But since it is not, since that hurdle has already been cleared and then some, all further efficiencies do, from an economic standpoint, is to turn argicultural production into a mature industry, with the predictable consequences to small producers.
Joe, you are overlooking something. Cheaper food is good for all but the farmer who doesn't know when to quit. More third-worlders are working in manufacturing and will prosper with cheaper food. You seem to be attached to the idea that humans are incapable of adapting to changes. You are wrong. Farmers can change jobs and make more money. It happens every day.
joe,
Ron is 100% right. Your highway analogy fails because more gavel doesn't do squat past a certain point to make a road better, making food cheaper does. The desire to do more, either in work or fight for freedom is proportional to the price of bread. As food and shelter move from 90% of my income to 50%, there is more money and free time to buy shiny new things or agitate for elections.
You are right that distribution of food is now a bigger issue than total production.
But we argue on a tangent here. Yes, food is plentiful. Yes, governments still manage to interrupt the supply of food to the starving.
But the main thrust of the article is that Paul Erlich made his name using scare tactics that have since been proven false. Yet he still has stature. Why do we still have Paul Erlich Boulevards, and why are we not renaming them after Julian Simon?
If a country's farmers are already producing enough crops to fill that country's internal markets, as well as the demand for exported crops, further boosting agriculatural yields won't generate any addition wealth.
Static model. I doubt markets can ever be truly maxed out like that. And if I'm wrong, well if one crop becomes easier to grow thanks to new strains, farmers can grow it on less land and start growing other crops that haven't yet maxed out the market. Increased ease of production always will give greater options to the producer that a smart informed player can exploit.
Anyway, what's to do about it all? Since Ron's example involves charitable research as opposed to investment by profit seeking business, it may very well be possible to target such money to research to new strains that are more likely to help poor farmers than Monsanto. As long as we don't restrict Monsanto from investing in whatever new strains they like, I have no problem with charities targetting their research to where it'll more likely help poor folks.

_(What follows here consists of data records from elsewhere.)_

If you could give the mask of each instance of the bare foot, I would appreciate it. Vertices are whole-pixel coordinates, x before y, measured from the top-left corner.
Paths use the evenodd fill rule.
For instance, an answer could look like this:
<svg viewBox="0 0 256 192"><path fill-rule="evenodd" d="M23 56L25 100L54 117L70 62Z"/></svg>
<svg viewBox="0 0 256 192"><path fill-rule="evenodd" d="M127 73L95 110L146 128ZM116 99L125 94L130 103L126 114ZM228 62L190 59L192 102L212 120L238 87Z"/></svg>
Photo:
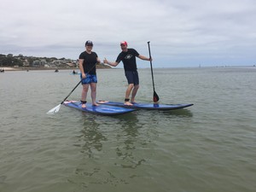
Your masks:
<svg viewBox="0 0 256 192"><path fill-rule="evenodd" d="M132 106L133 104L131 103L131 102L125 102L125 105L127 105L127 106Z"/></svg>

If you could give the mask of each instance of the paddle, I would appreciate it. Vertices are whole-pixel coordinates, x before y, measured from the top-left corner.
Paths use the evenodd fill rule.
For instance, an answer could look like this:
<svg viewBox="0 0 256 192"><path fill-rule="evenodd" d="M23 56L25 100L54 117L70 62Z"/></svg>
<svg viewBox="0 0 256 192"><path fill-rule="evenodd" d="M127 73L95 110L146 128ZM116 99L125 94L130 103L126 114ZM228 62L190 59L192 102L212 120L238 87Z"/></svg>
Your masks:
<svg viewBox="0 0 256 192"><path fill-rule="evenodd" d="M73 89L73 90L71 90L71 92L67 95L67 96L65 97L65 99L63 99L63 101L57 105L56 107L55 107L54 108L50 109L49 112L47 112L46 113L48 114L53 114L53 113L58 113L58 111L61 108L61 104L63 104L63 102L66 101L66 99L73 93L73 91L74 91L74 90L79 85L79 84L81 83L82 80L80 80L78 84Z"/></svg>
<svg viewBox="0 0 256 192"><path fill-rule="evenodd" d="M151 59L151 53L150 53L149 43L150 43L150 41L148 42L148 45L149 58ZM152 76L153 90L154 90L154 93L153 93L153 101L154 102L157 102L159 101L159 96L158 96L157 93L154 90L154 83L153 67L152 67L152 61L151 60L150 60L150 67L151 67L151 76Z"/></svg>
<svg viewBox="0 0 256 192"><path fill-rule="evenodd" d="M96 63L89 71L90 72L93 67L96 65L97 63ZM59 104L57 105L56 107L55 107L54 108L50 109L49 112L47 112L46 113L47 114L53 114L53 113L56 113L59 112L60 108L61 108L61 104L63 104L63 102L66 101L66 99L73 93L73 91L74 91L74 90L79 85L79 84L81 83L82 79L78 83L78 84L73 89L73 90L71 90L71 92L67 95L67 96L65 97L65 99L63 99L63 101Z"/></svg>

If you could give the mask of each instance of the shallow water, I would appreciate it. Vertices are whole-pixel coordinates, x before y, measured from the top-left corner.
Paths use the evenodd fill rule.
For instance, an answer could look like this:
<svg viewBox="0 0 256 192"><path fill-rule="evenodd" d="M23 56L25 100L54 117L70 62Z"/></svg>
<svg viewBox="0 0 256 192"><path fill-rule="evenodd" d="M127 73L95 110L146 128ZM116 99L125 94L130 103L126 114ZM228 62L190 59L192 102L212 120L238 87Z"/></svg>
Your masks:
<svg viewBox="0 0 256 192"><path fill-rule="evenodd" d="M150 69L138 72L149 102ZM0 74L1 192L255 190L255 67L154 69L160 102L186 109L46 114L79 81L70 73ZM123 101L123 69L97 74L97 99Z"/></svg>

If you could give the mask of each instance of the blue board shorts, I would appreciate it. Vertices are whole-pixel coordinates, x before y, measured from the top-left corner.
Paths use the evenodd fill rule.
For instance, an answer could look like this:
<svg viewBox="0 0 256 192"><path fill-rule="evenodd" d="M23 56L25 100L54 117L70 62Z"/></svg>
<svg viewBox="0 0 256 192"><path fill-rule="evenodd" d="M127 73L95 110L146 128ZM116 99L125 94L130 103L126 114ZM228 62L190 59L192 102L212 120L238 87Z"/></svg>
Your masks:
<svg viewBox="0 0 256 192"><path fill-rule="evenodd" d="M137 71L125 71L125 73L128 84L139 84L139 78Z"/></svg>
<svg viewBox="0 0 256 192"><path fill-rule="evenodd" d="M85 73L86 78L82 79L82 74L80 74L80 79L81 79L81 82L82 84L90 84L90 83L97 83L97 76L96 75L93 75L93 74L89 74L89 73Z"/></svg>

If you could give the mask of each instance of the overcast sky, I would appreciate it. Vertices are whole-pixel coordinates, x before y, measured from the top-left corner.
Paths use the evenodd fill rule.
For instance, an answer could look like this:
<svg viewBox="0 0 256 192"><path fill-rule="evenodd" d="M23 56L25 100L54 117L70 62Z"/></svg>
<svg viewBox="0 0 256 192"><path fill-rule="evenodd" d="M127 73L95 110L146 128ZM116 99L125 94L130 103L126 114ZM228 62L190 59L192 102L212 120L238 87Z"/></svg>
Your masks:
<svg viewBox="0 0 256 192"><path fill-rule="evenodd" d="M0 0L0 53L115 61L119 42L154 67L256 64L255 0ZM137 61L139 67L149 67ZM122 66L122 65L121 65Z"/></svg>

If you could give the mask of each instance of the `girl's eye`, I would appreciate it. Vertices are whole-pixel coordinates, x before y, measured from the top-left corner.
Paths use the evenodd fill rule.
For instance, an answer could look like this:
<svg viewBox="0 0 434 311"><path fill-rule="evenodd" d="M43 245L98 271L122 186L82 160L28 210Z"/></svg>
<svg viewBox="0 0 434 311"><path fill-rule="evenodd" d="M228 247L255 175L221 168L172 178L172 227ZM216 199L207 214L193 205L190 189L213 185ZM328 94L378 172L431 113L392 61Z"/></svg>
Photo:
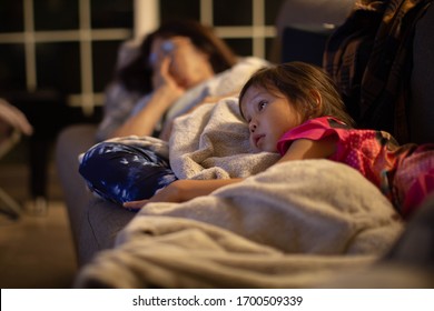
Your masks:
<svg viewBox="0 0 434 311"><path fill-rule="evenodd" d="M267 106L266 101L259 101L258 103L258 110L262 111Z"/></svg>

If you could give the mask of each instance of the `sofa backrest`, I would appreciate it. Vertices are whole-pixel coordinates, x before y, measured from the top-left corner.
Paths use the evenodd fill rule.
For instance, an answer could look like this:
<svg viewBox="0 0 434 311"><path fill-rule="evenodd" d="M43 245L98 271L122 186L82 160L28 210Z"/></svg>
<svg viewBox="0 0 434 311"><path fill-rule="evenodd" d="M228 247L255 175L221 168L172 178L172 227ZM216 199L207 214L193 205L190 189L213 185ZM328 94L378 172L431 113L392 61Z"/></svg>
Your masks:
<svg viewBox="0 0 434 311"><path fill-rule="evenodd" d="M413 42L410 136L417 143L434 142L434 6L417 22Z"/></svg>

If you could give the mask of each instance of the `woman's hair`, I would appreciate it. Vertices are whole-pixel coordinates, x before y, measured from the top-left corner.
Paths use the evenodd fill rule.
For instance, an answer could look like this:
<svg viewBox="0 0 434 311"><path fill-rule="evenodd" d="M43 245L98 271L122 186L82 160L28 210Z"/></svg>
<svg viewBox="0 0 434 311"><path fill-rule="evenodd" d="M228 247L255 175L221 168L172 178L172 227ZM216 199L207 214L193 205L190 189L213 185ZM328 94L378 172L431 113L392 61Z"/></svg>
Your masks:
<svg viewBox="0 0 434 311"><path fill-rule="evenodd" d="M316 66L294 61L259 69L243 87L239 102L250 87L260 87L270 93L284 94L303 116L303 122L312 118L332 116L348 126L355 126L346 112L335 83ZM320 94L322 104L318 104L315 91Z"/></svg>
<svg viewBox="0 0 434 311"><path fill-rule="evenodd" d="M138 56L121 68L116 78L130 91L148 93L152 90L152 67L149 56L156 38L169 39L172 37L187 37L201 52L209 56L209 62L215 73L231 68L236 54L218 38L211 28L194 20L172 20L162 23L157 30L149 33L140 44Z"/></svg>

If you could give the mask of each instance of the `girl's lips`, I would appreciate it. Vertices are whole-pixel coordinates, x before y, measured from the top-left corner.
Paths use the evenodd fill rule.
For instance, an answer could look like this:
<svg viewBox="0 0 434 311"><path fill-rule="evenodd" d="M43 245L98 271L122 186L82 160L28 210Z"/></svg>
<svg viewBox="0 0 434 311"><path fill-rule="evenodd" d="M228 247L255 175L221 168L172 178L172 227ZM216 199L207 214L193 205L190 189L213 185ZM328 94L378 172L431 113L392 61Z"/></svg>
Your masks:
<svg viewBox="0 0 434 311"><path fill-rule="evenodd" d="M259 149L259 142L260 140L264 138L265 136L264 134L257 134L257 136L254 136L253 137L253 140L255 142L255 147Z"/></svg>

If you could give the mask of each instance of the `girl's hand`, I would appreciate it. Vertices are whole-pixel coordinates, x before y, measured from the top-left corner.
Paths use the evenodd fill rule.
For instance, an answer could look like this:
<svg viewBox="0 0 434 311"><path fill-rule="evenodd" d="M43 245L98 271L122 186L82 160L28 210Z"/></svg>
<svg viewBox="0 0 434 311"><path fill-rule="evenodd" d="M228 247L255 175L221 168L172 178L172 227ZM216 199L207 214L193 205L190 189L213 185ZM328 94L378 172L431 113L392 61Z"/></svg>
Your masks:
<svg viewBox="0 0 434 311"><path fill-rule="evenodd" d="M233 183L243 181L240 178L234 179L211 179L211 180L191 180L183 179L177 180L157 190L152 198L149 200L125 202L124 208L127 209L141 209L150 202L185 202L200 195L208 195L213 191Z"/></svg>
<svg viewBox="0 0 434 311"><path fill-rule="evenodd" d="M166 188L157 190L154 197L149 198L148 200L125 202L124 208L138 210L150 202L183 202L185 201L185 199L181 195L183 194L181 188L184 183L186 183L185 180L174 181Z"/></svg>

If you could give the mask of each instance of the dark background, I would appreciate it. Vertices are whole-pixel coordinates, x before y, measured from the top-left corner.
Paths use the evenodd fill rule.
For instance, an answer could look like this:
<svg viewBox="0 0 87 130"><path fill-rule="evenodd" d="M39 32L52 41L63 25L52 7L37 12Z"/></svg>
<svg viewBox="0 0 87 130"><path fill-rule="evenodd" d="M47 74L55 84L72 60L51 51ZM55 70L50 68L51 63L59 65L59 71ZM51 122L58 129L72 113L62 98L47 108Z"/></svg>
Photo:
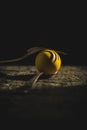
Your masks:
<svg viewBox="0 0 87 130"><path fill-rule="evenodd" d="M30 47L43 46L68 53L61 55L64 65L87 65L85 8L62 5L42 10L2 10L0 59L17 58ZM30 64L32 59L33 55L17 64Z"/></svg>

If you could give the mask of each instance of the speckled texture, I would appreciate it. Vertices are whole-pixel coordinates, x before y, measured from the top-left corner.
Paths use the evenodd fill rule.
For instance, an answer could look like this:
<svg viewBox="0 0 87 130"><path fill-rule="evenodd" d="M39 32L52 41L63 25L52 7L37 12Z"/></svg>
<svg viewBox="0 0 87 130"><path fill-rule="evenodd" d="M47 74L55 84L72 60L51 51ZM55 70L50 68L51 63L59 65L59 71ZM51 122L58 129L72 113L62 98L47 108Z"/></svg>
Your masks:
<svg viewBox="0 0 87 130"><path fill-rule="evenodd" d="M35 86L34 66L0 66L0 117L84 120L87 117L87 67L62 66Z"/></svg>

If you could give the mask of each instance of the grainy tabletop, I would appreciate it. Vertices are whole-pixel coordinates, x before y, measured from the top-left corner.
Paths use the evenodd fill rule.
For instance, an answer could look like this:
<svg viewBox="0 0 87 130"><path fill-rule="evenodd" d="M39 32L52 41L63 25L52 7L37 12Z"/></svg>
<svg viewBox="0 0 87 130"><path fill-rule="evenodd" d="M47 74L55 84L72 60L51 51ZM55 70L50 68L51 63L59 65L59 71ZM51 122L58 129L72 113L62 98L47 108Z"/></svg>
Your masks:
<svg viewBox="0 0 87 130"><path fill-rule="evenodd" d="M0 66L0 114L8 118L79 119L86 116L87 66L62 66L41 76L34 66Z"/></svg>

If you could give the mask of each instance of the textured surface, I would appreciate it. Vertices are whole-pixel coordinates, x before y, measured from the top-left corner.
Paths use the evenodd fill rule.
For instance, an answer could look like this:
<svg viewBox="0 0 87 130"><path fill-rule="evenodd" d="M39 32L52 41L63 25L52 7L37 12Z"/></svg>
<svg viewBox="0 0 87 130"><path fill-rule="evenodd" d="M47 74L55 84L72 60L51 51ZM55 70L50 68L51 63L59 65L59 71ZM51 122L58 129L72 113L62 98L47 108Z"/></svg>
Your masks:
<svg viewBox="0 0 87 130"><path fill-rule="evenodd" d="M0 66L0 114L8 118L79 119L86 116L87 67L62 66L35 86L34 66Z"/></svg>

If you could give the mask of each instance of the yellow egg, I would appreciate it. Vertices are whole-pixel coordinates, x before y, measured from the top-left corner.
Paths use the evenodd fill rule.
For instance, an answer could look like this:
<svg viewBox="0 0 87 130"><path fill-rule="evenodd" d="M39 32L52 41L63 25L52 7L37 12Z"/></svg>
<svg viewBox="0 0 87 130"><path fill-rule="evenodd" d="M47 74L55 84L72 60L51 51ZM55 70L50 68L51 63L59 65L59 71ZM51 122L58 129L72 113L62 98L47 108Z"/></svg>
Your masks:
<svg viewBox="0 0 87 130"><path fill-rule="evenodd" d="M37 54L35 66L40 72L55 74L61 68L61 58L56 51L45 49Z"/></svg>

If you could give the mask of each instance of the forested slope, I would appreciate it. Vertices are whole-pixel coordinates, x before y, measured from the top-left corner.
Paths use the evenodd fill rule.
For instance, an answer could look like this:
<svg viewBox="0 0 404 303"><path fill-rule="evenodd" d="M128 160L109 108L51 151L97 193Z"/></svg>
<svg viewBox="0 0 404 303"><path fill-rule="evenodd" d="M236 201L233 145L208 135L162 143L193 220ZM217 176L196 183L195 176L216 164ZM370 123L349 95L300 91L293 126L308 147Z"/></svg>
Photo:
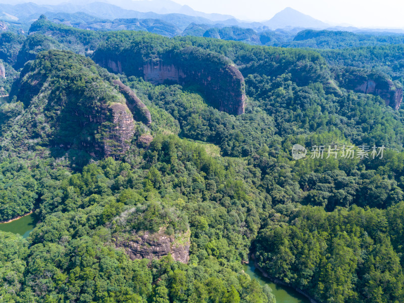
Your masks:
<svg viewBox="0 0 404 303"><path fill-rule="evenodd" d="M254 255L321 302L402 301L404 111L355 82L397 91L402 71L387 55L374 70L370 48L94 33L44 18L31 32L5 36L15 51L0 58L16 73L0 107L0 220L34 210L41 222L27 239L0 232L0 299L274 302L242 271ZM120 54L122 70L107 65L115 74L92 60ZM145 77L144 62L182 67L188 56L198 59L189 74L239 73L239 89L225 78L216 94L245 93L244 113L223 110L194 79ZM296 143L306 158L292 157ZM343 154L364 144L367 157ZM310 157L319 145L340 150ZM161 251L174 259L140 260L153 259L145 235L171 241Z"/></svg>

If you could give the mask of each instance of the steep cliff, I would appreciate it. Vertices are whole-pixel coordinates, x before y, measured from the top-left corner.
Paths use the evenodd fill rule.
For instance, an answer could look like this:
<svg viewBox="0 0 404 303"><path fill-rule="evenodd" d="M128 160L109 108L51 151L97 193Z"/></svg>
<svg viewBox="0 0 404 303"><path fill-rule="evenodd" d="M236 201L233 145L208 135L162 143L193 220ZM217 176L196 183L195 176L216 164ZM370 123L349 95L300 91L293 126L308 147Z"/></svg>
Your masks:
<svg viewBox="0 0 404 303"><path fill-rule="evenodd" d="M357 92L371 93L379 96L384 100L386 105L398 110L402 100L402 88L397 87L389 79L363 81L354 89Z"/></svg>
<svg viewBox="0 0 404 303"><path fill-rule="evenodd" d="M386 105L398 110L402 100L402 87L382 73L346 67L335 72L336 80L341 87L357 92L380 96Z"/></svg>
<svg viewBox="0 0 404 303"><path fill-rule="evenodd" d="M0 78L6 78L6 68L4 64L0 61Z"/></svg>
<svg viewBox="0 0 404 303"><path fill-rule="evenodd" d="M125 98L102 73L89 59L69 52L42 52L27 63L11 92L25 107L19 120L24 132L14 145L29 150L34 141L96 157L126 152L135 132L133 117Z"/></svg>
<svg viewBox="0 0 404 303"><path fill-rule="evenodd" d="M136 121L140 121L150 125L152 124L152 116L147 108L136 95L135 92L130 87L124 84L120 80L114 80L113 83L118 85L119 91L126 99L126 106L132 112L133 117Z"/></svg>
<svg viewBox="0 0 404 303"><path fill-rule="evenodd" d="M156 233L148 231L130 235L115 235L117 247L122 247L132 260L146 258L159 259L171 255L174 260L187 263L189 260L191 232L181 234L168 235L166 228L162 227Z"/></svg>
<svg viewBox="0 0 404 303"><path fill-rule="evenodd" d="M122 50L107 44L100 47L92 58L110 71L141 77L154 84L192 87L220 111L233 115L244 113L244 77L224 56L196 47L144 53L137 45Z"/></svg>

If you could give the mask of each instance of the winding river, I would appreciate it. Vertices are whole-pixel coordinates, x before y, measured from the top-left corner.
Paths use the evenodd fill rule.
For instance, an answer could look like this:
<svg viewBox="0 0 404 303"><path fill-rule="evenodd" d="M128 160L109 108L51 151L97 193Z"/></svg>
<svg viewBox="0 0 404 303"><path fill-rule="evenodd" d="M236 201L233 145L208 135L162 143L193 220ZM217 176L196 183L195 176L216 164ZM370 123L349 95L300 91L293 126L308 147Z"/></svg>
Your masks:
<svg viewBox="0 0 404 303"><path fill-rule="evenodd" d="M256 269L254 261L250 261L249 264L243 265L243 268L245 273L251 279L255 279L261 285L266 284L271 287L276 298L276 303L310 303L309 299L294 289L276 284L264 277L260 271Z"/></svg>
<svg viewBox="0 0 404 303"><path fill-rule="evenodd" d="M0 230L20 234L23 237L26 238L37 222L38 218L35 214L30 214L11 222L0 224Z"/></svg>
<svg viewBox="0 0 404 303"><path fill-rule="evenodd" d="M26 238L35 227L38 218L35 214L30 214L8 223L0 224L0 230L22 235ZM252 279L256 279L262 285L268 284L272 289L276 298L276 303L310 303L309 299L294 289L287 286L276 284L264 277L256 269L254 261L243 265L244 271Z"/></svg>

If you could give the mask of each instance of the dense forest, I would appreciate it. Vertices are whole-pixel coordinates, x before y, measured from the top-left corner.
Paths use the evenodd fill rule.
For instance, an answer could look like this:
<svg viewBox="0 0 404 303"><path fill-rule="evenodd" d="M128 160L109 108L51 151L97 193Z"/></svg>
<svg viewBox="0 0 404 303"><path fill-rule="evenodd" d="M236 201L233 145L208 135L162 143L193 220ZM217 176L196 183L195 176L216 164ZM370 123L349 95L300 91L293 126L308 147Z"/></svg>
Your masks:
<svg viewBox="0 0 404 303"><path fill-rule="evenodd" d="M33 211L40 222L26 239L0 231L0 302L275 303L242 270L251 256L319 302L404 302L399 37L283 48L44 16L29 33L0 35L0 221ZM294 46L339 34L301 33ZM194 74L239 72L244 113L214 106L230 78L181 83L187 62ZM145 62L159 63L159 83ZM147 237L170 252L142 258Z"/></svg>

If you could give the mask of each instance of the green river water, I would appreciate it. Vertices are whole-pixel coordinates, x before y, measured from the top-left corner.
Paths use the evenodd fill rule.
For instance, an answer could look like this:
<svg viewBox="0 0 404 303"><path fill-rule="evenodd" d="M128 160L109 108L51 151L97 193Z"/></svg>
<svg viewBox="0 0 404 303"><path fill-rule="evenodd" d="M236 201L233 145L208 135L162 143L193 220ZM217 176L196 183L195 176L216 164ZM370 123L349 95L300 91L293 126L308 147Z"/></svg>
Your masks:
<svg viewBox="0 0 404 303"><path fill-rule="evenodd" d="M26 238L36 225L38 218L34 214L27 215L9 223L0 224L0 230L20 234Z"/></svg>
<svg viewBox="0 0 404 303"><path fill-rule="evenodd" d="M266 284L272 288L272 293L276 298L276 303L310 303L310 301L306 297L300 294L294 289L287 286L276 284L269 279L262 275L260 271L254 266L254 262L250 261L248 264L243 265L244 271L255 279L260 284Z"/></svg>
<svg viewBox="0 0 404 303"><path fill-rule="evenodd" d="M0 224L0 230L22 235L26 238L35 227L38 218L34 214L27 215L9 223ZM254 266L254 261L243 265L244 271L260 284L268 284L272 289L277 303L310 303L309 299L294 290L287 286L276 284L264 277Z"/></svg>

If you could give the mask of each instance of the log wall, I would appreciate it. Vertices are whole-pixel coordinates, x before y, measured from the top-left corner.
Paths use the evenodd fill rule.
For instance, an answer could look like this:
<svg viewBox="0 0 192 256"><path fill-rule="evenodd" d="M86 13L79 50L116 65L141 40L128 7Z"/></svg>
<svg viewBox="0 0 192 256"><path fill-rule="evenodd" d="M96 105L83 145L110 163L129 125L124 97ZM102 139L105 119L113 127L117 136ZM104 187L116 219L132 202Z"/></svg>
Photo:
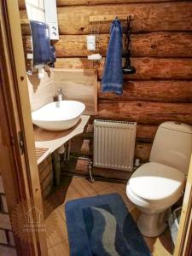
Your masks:
<svg viewBox="0 0 192 256"><path fill-rule="evenodd" d="M30 48L23 0L19 1L25 48ZM192 2L174 0L57 0L60 40L56 67L92 68L87 60L89 16L134 14L134 75L125 76L124 94L103 94L100 82L109 39L101 26L98 115L138 123L136 156L146 160L158 125L166 120L192 125ZM123 24L123 26L124 24ZM144 153L144 154L143 154Z"/></svg>

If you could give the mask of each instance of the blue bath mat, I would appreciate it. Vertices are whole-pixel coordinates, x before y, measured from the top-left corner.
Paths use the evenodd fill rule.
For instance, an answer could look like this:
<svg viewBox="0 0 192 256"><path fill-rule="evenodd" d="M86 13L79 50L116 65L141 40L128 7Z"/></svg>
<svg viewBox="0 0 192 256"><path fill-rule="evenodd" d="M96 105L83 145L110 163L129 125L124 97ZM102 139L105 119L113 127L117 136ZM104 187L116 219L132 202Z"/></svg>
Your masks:
<svg viewBox="0 0 192 256"><path fill-rule="evenodd" d="M71 256L151 256L118 194L68 201L66 217Z"/></svg>

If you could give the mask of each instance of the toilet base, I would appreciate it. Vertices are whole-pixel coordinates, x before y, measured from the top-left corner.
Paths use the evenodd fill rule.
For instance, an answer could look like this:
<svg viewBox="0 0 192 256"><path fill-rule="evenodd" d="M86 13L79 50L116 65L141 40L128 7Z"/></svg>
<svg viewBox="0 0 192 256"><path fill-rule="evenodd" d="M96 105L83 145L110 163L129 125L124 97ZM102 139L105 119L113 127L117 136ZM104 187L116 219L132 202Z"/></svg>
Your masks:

It is amazing that Ehrlich is still taken seriously and invited to speak on campuses around the county. In any other field of "science" someone who has been not only wrong but spectacularly wrong time after time would have either had the humility to quietly bow out of the field by taking a non-conspicuous position somewhere and been long forgotten, or they would have been thoroughly discredited by their peers. Instead this guy keeps writing the same apocalyptic tripe and is highly respected!? This is a sure sign of how intellectually bankrupt the eco-disaster movement (i.e. purely political agenda) is. What matters to them is not the accuracy of the science but the sensationalism of the claim.
It's interesting the parallels between those espousing this agenda and the religious right's creationist / intelligent design movement. Neither side cares much for real science or facts and both are interested in using the guise of science to further their cherished beliefs, held with no less a religious zeal in the case of the eco-disaster movement.
As an eighteen year old college freshman in 1973 I was required to take a course titled Environment and Man. It was nothing but gloom and doom and most of us were more than willing to uncritically accept it.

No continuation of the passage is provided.